Countries Adopt COP27 Deal With 'Loss And Damage' Fund
Countries adopted a hard-fought final agreement at the COP27 climate summit early on Sunday that sets up a fund to help poor countries being battered by climate disasters - but does not boost efforts to tackle the emissions causing them.
After tense negotiations that ran through the night, the Egyptian COP27 presidency released the final text for a deal and simultaneously called a plenary session to quickly gavel it through.
The session first swiftly approved the text's provision to set up a "loss and damage" fund to help developing countries bear the immediate costs of climate-fuelled events such as storms and floods.
But it kicked many of the most controversial decisions on the fund into next year, when a "transitional committee" would make recommendations for countries to then adopt at the COP28 climate summit in November 2023.
Those recommendations would cover "identifying and expanding sources of funding" - referring to the vexed question of which countries should pay into the new fund.
Calls by developing countries for such a fund have dominated the two-week summit, pushing the talks past their scheduled Friday finish.
And after a pause requested by Switzerland to review the final text, negotiators gave no objections as COP27 President Sameh Shoukry rattled through the final agenda items.
By the time dawn broke over the summit venue in the Egyptian resort of Sharm el-Sheikh, the deal was done.
FOSSIL FUEL FIZZLE
The two-week summit has been seen as a test of global resolve to fight climate change - even as a war in Europe, energy market turmoil and rampant consumer inflation distract international attention.
Billed as the "African COP," the summit in Egypt had promised to highlight the plight of poor countries facing the most severe consequences from global warming caused mainly by wealthy, industrialised nations.
Negotiators from the European Union and other countries had said earlier that they were worried about efforts to block measures to strengthen last year's Glasgow Climate Pact.
"While progress on loss and damage was encouraging, it is disappointing that the decision mostly copy and pasted language from Glasgow about curbing emissions, rather than taking any significant new steps," said Ani Desgupta, president of the non-profit World Resources Institute.
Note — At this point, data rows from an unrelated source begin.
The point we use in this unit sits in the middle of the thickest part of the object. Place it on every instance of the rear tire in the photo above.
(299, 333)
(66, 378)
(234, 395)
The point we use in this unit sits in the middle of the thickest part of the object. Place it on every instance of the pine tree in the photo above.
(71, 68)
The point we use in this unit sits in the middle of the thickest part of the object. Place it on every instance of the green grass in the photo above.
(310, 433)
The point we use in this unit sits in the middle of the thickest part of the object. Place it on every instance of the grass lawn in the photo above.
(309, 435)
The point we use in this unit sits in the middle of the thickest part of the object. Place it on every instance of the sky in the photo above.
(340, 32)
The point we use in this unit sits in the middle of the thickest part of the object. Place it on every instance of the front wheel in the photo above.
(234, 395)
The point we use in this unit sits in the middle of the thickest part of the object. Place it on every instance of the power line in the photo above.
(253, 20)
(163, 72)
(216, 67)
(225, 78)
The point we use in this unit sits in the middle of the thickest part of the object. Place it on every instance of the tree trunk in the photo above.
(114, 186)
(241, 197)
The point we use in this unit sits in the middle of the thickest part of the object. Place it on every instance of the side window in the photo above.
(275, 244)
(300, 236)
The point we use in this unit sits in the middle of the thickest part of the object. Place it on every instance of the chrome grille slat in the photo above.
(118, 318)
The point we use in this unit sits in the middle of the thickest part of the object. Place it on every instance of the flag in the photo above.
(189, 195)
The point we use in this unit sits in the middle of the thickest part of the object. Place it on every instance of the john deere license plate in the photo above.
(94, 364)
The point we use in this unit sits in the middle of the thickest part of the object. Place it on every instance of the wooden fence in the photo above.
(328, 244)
In line with earlier iterations, the approved deal did not contain a reference requested by India and some other delegations to phasing down use of "all fossil fuels".
It instead called on countries to take steps toward "the phasedown of unabated coal power and phase-out of inefficient fossil fuel subsidies," as agreed at the COP26 Glasgow summit.
The draft also includes a reference to "low-emissions energy", raising concern among some that it opened the door to the growing use of natural gas - a fossil fuel that leads to both carbon dioxide and methane emissions.
Norway's Climate Minister Espen Barth Eide told reporters his team had hoped for a stronger agreement. "It does not break with Glasgow completely, but it doesn't raise ambition at all," he said.
"I think they had another focus. They were very focused on the fund," he said.